When a teenager tells me however, not that she has Bipolar Disorder II like the girl above, but that she is so lonely, sad, and deadened by pain that she needs to slice herself with a razor or burn herself with cigarettes, I feel profoundly sad for her. But, I feel hope for her as well; I know that this woman stands a good chance for recovery, because she is able to talk about what she is feeling in plain English. It seems, however, that we no longer speak English in America. We talk scientific jargon and labels: Bipolar Disorder II, Social Phobia, and Obsessive Compulsive Disorder.
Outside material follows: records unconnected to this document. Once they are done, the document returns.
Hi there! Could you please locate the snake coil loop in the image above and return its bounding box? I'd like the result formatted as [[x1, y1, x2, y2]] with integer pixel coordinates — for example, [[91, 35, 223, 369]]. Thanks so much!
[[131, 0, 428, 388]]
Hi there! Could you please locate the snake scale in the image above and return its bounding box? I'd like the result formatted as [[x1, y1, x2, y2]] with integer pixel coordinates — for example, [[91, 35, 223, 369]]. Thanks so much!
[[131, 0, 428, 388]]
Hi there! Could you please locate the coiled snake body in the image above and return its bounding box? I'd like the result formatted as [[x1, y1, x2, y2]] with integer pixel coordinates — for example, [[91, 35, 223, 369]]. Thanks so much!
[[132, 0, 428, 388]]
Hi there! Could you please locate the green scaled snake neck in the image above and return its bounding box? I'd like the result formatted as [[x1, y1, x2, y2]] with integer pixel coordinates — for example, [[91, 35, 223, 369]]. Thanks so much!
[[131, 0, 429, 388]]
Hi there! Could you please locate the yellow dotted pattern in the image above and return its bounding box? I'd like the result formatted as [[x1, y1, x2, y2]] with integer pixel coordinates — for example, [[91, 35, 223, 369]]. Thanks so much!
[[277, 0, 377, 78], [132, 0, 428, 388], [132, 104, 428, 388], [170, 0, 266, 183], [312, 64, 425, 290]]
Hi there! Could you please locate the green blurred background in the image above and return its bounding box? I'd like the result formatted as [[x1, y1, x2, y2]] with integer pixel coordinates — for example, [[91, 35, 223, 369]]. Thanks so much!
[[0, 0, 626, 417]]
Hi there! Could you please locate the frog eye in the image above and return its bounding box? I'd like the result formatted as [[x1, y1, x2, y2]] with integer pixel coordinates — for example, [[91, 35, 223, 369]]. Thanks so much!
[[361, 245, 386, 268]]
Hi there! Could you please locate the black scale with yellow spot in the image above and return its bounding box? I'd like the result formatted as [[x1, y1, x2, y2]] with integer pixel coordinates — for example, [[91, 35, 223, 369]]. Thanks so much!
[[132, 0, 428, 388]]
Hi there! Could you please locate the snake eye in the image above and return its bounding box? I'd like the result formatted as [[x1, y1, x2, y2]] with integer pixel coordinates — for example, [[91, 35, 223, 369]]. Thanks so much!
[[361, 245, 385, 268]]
Distance from experience and feeling seems to be the symptom as well as the purported cure nowadays.

Let me make it clear that I am not anti-medication and my experience as a therapist confirms that psychiatric drugs can, and are, a lifesaver for many individuals. For others patients, however, medication designed to market psychiatric drugs inhibit the success of treatment because the best interest of patients is superseded by the greatest corporate profits.

Using scientific jargon is just a way to label things. For a patient, a label is an "easy" way to make sense out of confusing and conflicting emotions. The problem with labels is that people become comfortable with them. Oftentimes, rather then seek out the cause of their unhappiness by exploring uncomfortable emotional terrain; people will simply accept the label of a diagnostic category as an immutable statement of fact. They think: "I am Bipolar Disorder II. That's just the way it is. I guess I'll have to live with that."

Let's change our vocabulary back to English, and let the girl who's cutting herself with razors talk about feeling numb, self-hatred, alone, lonely, desperate and full of hatred and rage. Talk about feeling; forget about labels. Forget about detached terms such as Bipolar Disorder II and Social Phobia. I single these out because they are new diagnoses, coined in recent years, and we therapists have practiced successfully for decades without these diagnostic categories. They say NOTHING to a patient. That is why I advocate a return to English within the mental health community, for talking about the painful feelings, sharing them and expressing them, is what really helps people understand themselves and feel better.